Joining the Malaysian newsman at the march was chief editor cum editorial director Cheung Kin-bor and editorial director Lui Ka-ming.
Cheung said: "I will personally bear the whole burden of press freedom. I pledge that this is something that will not change."
The two met for the first time in a two-hour lunch. "[Chong] possesses two traits that makes me relieved," Cheung said. "He is a moderate and is tolerant of differing views. He will enhance understanding with the various levels of Ming Pao editorial staff in the coming week."
Chong is due to meet the deputy chief editor, department heads and all other editorial staff.
The protest started with a voice recording from Lau's wife and 20-year journalist, Vivien Chan Pik-kwan.
"Freedom of the press is not a privilege for those media workers. A society needs to be transparent and we all have the right to know," she said in the clip, played in her absence.
Among the crowds were pro-establishment lawmakers Felix Chung Kwok-pan of the Liberal Party, Ann Chiang Lai-wan of the Democratic Alliance for the Betterment and Progress of Hong Kong, and Michael Tien Puk-sun of the New People's Party.

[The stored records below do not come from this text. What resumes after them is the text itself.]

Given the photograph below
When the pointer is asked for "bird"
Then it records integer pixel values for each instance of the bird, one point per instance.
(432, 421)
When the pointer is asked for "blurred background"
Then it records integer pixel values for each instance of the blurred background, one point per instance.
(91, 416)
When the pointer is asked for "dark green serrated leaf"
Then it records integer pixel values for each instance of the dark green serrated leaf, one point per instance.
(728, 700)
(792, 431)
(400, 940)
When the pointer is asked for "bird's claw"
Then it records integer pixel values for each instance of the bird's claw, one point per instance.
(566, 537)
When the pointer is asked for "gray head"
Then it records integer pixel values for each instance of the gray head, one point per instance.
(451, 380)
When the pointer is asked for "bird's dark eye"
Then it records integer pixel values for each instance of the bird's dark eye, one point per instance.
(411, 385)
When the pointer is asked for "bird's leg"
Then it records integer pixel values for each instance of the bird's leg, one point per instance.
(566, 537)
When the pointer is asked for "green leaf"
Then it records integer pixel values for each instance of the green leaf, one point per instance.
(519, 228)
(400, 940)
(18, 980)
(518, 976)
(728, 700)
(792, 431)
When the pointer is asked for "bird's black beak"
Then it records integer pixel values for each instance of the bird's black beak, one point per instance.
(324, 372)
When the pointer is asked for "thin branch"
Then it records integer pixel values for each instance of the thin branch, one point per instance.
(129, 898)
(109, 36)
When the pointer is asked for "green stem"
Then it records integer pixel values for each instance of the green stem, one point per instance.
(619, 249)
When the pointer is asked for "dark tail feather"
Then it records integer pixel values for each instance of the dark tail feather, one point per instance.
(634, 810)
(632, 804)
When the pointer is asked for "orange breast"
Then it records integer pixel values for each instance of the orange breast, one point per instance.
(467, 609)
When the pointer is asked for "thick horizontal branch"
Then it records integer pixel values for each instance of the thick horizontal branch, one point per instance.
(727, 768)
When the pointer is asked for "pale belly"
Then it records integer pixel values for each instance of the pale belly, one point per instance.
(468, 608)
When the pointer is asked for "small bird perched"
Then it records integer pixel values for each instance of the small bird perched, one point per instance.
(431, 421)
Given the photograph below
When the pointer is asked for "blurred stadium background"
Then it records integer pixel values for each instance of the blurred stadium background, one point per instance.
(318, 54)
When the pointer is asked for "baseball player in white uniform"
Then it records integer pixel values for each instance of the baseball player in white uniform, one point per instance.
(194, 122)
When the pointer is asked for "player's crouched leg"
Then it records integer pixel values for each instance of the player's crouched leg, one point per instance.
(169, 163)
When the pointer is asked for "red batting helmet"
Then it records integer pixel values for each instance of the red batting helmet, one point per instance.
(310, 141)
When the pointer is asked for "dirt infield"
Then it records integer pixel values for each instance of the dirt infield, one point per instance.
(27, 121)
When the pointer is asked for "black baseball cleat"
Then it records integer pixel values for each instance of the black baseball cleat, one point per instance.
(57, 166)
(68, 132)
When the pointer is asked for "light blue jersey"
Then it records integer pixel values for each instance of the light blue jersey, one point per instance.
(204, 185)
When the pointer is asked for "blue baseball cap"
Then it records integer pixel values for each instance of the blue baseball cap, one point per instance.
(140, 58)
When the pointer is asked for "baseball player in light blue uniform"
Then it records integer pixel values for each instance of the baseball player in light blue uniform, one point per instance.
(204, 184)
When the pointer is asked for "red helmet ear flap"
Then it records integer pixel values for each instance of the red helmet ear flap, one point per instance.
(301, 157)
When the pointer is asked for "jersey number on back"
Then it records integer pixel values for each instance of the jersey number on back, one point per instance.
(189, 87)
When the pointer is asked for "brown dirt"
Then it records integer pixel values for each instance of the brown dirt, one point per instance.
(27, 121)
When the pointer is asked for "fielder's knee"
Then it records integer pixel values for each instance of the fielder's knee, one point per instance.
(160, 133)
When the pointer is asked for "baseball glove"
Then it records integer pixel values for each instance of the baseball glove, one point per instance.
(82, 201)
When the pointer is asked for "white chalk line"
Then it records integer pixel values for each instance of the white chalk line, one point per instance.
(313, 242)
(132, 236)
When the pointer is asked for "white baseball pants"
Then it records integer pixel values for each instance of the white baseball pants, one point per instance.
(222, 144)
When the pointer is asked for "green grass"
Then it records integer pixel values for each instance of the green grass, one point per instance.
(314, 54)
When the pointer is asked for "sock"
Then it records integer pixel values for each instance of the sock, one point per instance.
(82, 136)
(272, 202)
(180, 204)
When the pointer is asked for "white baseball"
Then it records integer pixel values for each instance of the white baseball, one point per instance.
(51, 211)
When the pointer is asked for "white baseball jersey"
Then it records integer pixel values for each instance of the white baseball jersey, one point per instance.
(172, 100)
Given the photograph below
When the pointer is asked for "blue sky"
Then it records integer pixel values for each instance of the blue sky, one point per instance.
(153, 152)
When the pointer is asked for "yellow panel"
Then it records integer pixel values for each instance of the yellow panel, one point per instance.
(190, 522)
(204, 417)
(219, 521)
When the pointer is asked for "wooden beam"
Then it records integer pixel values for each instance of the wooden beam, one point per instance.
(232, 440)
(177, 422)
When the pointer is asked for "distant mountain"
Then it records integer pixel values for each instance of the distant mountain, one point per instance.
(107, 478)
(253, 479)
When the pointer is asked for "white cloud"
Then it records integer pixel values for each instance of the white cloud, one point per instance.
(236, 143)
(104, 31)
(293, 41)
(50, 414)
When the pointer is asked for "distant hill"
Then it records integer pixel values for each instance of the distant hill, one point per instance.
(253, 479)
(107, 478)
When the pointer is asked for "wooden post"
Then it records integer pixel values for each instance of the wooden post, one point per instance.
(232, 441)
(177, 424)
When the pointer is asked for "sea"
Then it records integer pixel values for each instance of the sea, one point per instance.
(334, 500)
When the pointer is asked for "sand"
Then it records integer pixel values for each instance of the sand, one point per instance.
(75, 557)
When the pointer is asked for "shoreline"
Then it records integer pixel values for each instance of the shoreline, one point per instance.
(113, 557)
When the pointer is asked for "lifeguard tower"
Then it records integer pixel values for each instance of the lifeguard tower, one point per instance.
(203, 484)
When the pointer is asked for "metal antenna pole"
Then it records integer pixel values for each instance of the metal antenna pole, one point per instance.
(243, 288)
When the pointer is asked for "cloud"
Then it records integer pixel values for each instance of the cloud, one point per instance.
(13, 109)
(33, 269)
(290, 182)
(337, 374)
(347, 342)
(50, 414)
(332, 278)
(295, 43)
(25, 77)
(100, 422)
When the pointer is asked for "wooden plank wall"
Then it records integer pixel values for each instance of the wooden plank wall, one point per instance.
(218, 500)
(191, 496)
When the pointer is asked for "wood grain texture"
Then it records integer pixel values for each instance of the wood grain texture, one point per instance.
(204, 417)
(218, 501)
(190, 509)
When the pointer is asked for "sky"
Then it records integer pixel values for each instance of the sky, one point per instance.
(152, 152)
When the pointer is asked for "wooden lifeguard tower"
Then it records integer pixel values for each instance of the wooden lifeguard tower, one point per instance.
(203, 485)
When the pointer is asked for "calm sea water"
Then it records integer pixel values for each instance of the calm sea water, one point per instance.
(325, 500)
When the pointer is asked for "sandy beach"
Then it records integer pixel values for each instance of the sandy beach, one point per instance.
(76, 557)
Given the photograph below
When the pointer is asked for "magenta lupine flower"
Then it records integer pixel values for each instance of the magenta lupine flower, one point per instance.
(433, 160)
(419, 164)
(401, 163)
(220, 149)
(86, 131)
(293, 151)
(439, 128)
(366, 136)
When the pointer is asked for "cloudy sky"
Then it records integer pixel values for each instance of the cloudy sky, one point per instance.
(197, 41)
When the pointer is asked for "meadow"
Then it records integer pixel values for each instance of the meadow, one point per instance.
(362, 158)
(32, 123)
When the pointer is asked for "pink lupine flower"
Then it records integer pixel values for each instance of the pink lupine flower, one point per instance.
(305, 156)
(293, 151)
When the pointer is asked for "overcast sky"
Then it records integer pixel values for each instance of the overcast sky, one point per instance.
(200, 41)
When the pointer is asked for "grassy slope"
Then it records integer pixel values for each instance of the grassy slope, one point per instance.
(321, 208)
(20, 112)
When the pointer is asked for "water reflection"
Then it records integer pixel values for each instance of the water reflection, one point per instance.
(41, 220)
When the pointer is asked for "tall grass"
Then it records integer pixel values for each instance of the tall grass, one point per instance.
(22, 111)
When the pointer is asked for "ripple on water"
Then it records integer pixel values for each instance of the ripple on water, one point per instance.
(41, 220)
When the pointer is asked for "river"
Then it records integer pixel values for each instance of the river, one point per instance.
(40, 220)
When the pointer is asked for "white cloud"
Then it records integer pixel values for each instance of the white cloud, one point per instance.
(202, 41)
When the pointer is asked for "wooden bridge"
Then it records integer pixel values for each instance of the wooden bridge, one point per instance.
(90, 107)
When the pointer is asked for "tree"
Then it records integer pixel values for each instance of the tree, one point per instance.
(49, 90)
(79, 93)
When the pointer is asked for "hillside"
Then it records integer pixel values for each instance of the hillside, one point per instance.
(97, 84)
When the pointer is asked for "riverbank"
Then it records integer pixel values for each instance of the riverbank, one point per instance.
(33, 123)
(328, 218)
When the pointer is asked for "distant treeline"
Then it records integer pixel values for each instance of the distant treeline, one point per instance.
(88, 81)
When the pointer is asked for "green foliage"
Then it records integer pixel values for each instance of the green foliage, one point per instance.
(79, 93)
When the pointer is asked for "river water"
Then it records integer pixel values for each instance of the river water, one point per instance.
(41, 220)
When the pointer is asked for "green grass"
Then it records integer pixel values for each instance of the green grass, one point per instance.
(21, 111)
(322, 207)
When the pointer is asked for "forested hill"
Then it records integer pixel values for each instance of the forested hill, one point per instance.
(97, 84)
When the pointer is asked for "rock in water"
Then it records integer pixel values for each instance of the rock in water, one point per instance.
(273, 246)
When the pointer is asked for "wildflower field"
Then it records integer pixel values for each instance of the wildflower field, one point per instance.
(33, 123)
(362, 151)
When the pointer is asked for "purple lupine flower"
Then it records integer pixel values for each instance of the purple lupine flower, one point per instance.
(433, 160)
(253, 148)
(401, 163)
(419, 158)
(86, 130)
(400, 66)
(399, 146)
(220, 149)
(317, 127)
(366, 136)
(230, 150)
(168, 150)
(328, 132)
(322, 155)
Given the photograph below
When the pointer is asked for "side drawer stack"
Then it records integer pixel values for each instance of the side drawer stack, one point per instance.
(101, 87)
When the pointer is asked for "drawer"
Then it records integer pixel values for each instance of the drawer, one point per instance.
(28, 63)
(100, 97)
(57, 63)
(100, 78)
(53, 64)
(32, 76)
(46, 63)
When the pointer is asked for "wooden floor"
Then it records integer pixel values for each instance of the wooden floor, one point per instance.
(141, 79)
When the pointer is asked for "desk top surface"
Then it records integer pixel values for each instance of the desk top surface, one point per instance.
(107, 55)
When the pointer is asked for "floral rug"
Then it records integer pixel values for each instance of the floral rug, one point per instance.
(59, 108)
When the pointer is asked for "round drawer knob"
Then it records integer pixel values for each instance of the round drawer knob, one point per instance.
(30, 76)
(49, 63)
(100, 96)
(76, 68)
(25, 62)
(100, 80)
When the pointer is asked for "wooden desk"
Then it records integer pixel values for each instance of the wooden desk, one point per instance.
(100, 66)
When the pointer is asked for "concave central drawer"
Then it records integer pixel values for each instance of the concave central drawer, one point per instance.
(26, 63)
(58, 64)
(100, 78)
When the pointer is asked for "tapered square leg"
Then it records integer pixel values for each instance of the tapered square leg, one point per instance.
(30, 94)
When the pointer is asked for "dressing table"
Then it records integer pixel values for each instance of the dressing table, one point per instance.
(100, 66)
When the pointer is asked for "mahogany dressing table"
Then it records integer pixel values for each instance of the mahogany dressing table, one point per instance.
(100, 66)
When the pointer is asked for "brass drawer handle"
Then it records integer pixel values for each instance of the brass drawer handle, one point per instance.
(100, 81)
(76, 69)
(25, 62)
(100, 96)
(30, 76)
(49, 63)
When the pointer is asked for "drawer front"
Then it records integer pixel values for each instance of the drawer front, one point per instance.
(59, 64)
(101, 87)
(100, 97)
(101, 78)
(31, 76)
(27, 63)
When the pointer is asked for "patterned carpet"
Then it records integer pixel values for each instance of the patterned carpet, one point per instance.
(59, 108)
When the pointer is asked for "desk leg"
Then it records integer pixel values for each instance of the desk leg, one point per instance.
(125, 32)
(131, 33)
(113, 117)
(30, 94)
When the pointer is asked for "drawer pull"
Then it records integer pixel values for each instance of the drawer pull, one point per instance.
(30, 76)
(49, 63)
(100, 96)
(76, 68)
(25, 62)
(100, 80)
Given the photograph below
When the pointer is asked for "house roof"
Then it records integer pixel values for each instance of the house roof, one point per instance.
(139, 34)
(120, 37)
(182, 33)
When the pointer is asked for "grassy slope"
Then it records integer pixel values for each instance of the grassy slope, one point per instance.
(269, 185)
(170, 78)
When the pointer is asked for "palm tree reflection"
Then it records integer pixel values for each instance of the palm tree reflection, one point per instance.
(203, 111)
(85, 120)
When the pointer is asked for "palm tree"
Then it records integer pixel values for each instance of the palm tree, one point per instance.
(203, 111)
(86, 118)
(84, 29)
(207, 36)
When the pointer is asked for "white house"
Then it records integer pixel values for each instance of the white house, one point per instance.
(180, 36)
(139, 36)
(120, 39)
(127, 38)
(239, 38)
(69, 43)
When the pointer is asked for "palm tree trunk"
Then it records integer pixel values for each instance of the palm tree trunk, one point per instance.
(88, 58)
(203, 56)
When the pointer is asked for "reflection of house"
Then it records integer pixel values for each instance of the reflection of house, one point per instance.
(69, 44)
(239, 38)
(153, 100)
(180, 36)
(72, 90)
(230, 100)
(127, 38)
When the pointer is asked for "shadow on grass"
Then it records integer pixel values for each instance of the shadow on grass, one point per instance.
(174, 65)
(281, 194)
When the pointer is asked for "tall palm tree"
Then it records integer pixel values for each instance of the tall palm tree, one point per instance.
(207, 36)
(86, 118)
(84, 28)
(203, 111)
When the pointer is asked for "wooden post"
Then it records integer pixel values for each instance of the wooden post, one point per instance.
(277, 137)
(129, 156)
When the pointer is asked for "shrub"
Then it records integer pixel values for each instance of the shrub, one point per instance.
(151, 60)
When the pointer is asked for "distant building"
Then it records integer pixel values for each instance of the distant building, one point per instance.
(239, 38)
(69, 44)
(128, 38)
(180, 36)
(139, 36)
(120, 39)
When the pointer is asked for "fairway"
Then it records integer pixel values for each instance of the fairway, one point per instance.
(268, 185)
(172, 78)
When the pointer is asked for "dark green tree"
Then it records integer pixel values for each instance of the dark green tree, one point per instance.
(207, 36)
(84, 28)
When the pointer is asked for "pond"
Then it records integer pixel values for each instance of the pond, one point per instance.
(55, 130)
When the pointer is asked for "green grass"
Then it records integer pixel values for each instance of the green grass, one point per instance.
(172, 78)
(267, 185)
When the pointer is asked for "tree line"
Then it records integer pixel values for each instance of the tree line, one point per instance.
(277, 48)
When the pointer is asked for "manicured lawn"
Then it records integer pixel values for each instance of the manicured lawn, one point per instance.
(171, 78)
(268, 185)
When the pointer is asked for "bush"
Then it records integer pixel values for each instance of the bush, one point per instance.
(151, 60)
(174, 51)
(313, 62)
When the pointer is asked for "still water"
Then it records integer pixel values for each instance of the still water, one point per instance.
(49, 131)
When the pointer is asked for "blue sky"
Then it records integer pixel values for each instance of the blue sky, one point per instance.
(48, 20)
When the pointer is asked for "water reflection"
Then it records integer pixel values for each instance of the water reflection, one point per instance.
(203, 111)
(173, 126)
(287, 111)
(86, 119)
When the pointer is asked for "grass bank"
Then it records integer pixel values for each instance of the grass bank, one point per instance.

Law Wing-chung, who worked at Ming Pao before becoming political assistant to the financial secretary, was the only political appointee present.
Former chief justice Andrew Li Kwok-nang said he was just passing by, but urged locals to defend press freedom. "The [Lau] incident is worrying," Li told reporters. "Hongkongers should strive to uphold core values."
Lew Mon-hung, a former close ally of Chief Executive Leung Chun-ying, said: "We will die in silence if we do not explode in silence."
Political commentator Albert Cheng King-hon, who as a Commercial Radio host was stabbed in 1998, believed the turnout would put pressure on the police.
Film director Gordon Chan Ka-sheung marched with other members of the Film Directors' Guild. "Journalists are at the forefront of this fight to defend press freedom … that's why I feel we must be here today, to let all journalists know they are not alone."